To Hear the Sound of the Change Ringing
Today I'm going over to my daughter's apartment to help her move. We'll take apart her bed in order to get it out of the doorway. We'll move her large monitor for her computer and maybe plants.
I'm her dad and that's what dads do.
I don't remember my dad ever help me move. I hardly lived in the same city as him as an adult.
My father didn't own a car. When I was real young in the nineteen fifties, he drove a Chevy carry-all. It was for the furniture store he was a part owner. It was used for deliveries. I remember him packing it up when we would go on vacation in the summer.
I am happy to help her. Not just because I'm her dad. I like her. She is a remarkable young woman.
I don't brag about her to other people. It seems sac-religious. Don't get me wrong. If someone asks how she is doing, I tell them about how she has become the director of development for the organization she works for.
I usually don't brag about anything. Or toot my own horn.
When I first started my professional career, I thought I was great.
Everything revolved around my work. Nothing else mattered. Yeah, I bragged.
It took about a decade when I realized that I felt empty inside.
And that I wasn't the greatest.
And that I didn't need everyone else to think that I was.
When I would watch other men, I wondered who were they? What did they do? What was important to them?
I always felt like other men were more secure than me. Especially if they had jobs that paid a lot more than what I made.
Or that they were healthy and I wasn't.
I had an uncle that told me to work with my head not my back. But I liked to work with my back. But I knew I couldn't make much of a living doing that.
No wonder I became a therapist.
My father drove a taxi after his store went out of business.
I don't think selling furniture was who he was and maybe that's why the store didn't last.
There are dimensions of being a therapist isn't who I am.
When I see younger dads strolling their children or burying them with autumn leaves my heart smiles.
I remember throwing footballs in the back yard in the snow, a lake or swimming pool to my kids twenty years ago.
We still do that.
When I was little, I would sometimes pitch a baseball to my dad. My sister and me sang songs with him on Sunday mornings.
He liked that.
Diagnosing clients goes against the grain of my soul.
My father read the newspaper a lot. I never saw him read a book. We went to one movie together, Requiem for a Heavyweight, with Jackie Gleason. He loved the television show The Honeymooners.
I throw a baseball with my left hand. My dad used to call me a "southpaw."
There were times I'd be in a coffee shop, restaurant, or just hanging out with friends who knew I am a therapist. It was hard for me to act natural and not be self conscious that they would take what I said personal.
My dad and me used to watch the Friday night fights. Our favorite boxer was Benny Kid Parret. He got knocked out in the ring and died.
My kids and me were obsessed with the television show 24.
I could never talk about my work to anyone because of confidentiality reasons.
My dad told me he picked up Eleanor Roosevelt in his cab when he was much younger.
As a young boy, I could hear my dad walking on the sidewalk from my window, coming home from work, from the sound of the change ringing in his pocket.
There were many clients that I grew close to.
Yesterday I called people in rural Minnesota for the presidential election. I felt their pain about the state of affairs in our country. My body felt open talking to people who I pictured would be threatening to me.

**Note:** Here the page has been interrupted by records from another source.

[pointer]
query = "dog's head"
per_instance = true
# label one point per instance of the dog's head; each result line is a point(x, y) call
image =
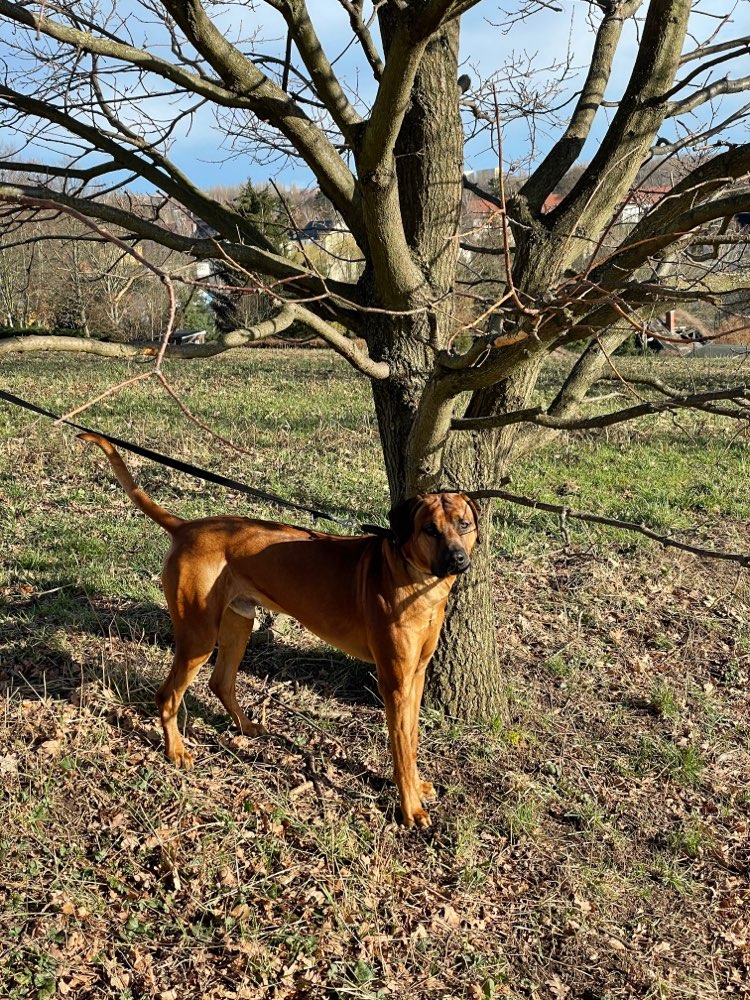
point(436, 532)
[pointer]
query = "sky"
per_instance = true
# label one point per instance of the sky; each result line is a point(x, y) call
point(488, 41)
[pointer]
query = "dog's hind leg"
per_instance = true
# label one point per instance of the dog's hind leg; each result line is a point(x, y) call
point(191, 652)
point(234, 634)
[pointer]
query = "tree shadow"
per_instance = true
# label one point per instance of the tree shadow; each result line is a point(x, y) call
point(37, 666)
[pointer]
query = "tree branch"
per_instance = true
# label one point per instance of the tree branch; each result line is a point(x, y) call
point(696, 401)
point(297, 279)
point(247, 87)
point(271, 104)
point(567, 148)
point(325, 82)
point(577, 515)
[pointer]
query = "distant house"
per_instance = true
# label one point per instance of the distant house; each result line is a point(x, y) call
point(340, 256)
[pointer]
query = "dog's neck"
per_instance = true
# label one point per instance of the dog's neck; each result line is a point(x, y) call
point(405, 575)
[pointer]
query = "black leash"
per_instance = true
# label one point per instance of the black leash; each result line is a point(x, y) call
point(192, 470)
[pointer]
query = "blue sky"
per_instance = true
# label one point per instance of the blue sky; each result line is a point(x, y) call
point(485, 46)
point(545, 38)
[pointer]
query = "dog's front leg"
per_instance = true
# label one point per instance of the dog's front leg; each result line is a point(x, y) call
point(400, 690)
point(426, 788)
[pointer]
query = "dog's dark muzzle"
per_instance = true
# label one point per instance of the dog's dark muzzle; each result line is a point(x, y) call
point(454, 561)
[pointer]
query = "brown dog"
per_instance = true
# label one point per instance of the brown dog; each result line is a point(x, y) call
point(381, 599)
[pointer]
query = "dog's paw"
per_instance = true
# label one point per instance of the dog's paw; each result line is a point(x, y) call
point(181, 758)
point(427, 791)
point(419, 818)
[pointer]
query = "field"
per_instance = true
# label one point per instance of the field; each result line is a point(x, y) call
point(592, 845)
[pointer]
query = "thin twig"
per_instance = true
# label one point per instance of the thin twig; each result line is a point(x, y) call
point(641, 529)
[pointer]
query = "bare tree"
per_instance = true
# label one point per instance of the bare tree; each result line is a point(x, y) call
point(451, 396)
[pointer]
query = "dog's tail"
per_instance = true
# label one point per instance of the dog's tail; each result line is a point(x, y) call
point(170, 522)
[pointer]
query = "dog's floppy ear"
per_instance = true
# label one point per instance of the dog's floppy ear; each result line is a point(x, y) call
point(475, 511)
point(401, 519)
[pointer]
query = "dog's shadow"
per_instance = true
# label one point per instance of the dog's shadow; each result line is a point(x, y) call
point(37, 665)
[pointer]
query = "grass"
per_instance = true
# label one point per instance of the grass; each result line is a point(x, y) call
point(592, 844)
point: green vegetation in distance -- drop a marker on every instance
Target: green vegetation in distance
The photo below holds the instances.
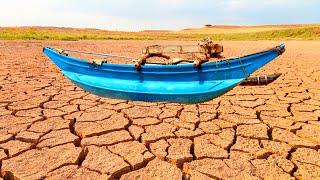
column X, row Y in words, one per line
column 69, row 34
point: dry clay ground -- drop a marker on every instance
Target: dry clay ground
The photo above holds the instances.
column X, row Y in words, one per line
column 51, row 129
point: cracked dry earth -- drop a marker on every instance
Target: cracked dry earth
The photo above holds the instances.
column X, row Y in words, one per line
column 51, row 129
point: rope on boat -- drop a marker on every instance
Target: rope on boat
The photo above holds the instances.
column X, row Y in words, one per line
column 94, row 53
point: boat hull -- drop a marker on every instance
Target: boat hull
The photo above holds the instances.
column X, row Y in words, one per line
column 180, row 83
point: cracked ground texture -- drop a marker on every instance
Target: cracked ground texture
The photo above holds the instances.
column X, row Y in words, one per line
column 51, row 129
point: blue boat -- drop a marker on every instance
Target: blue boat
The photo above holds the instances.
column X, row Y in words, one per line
column 180, row 83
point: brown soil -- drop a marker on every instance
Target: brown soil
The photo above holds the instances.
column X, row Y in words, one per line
column 51, row 129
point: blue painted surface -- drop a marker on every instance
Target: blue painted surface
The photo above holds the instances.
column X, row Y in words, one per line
column 181, row 83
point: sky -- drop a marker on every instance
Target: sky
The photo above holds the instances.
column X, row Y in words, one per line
column 135, row 15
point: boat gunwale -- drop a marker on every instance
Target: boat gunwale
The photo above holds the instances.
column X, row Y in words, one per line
column 216, row 64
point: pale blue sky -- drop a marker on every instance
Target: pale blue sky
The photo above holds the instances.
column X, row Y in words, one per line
column 132, row 15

My clients taught me how to listen and that living in joy is what matters.
When my dad retired, he moved to Florida with my mom.

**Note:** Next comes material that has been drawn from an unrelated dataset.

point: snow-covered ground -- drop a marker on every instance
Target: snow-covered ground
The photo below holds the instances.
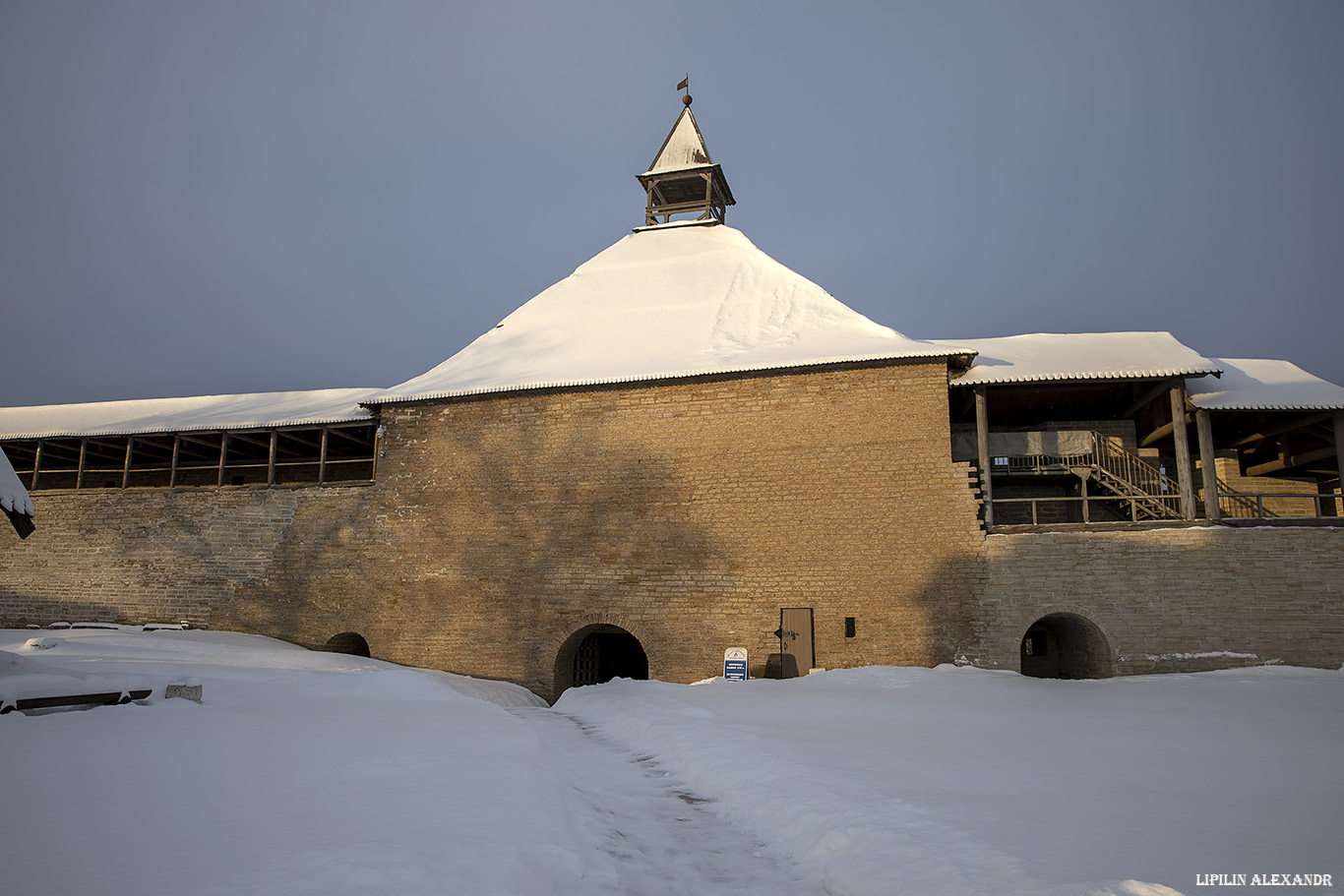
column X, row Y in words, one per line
column 313, row 773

Before he got sick, he fished the canal.
He swam in the pool.
He went for walks.
He watched his shows.
These days I allow the moment to bring me back home to myself.
To see the love and joy before my eyes.
To hear the sound of the change ringing everywhere.
Wow. It is neat to hear more of your memories that we talked about a bit earlier this summer on our walks. I love getting to know more about your dad through these snapshots. I wish I could have had more time with him.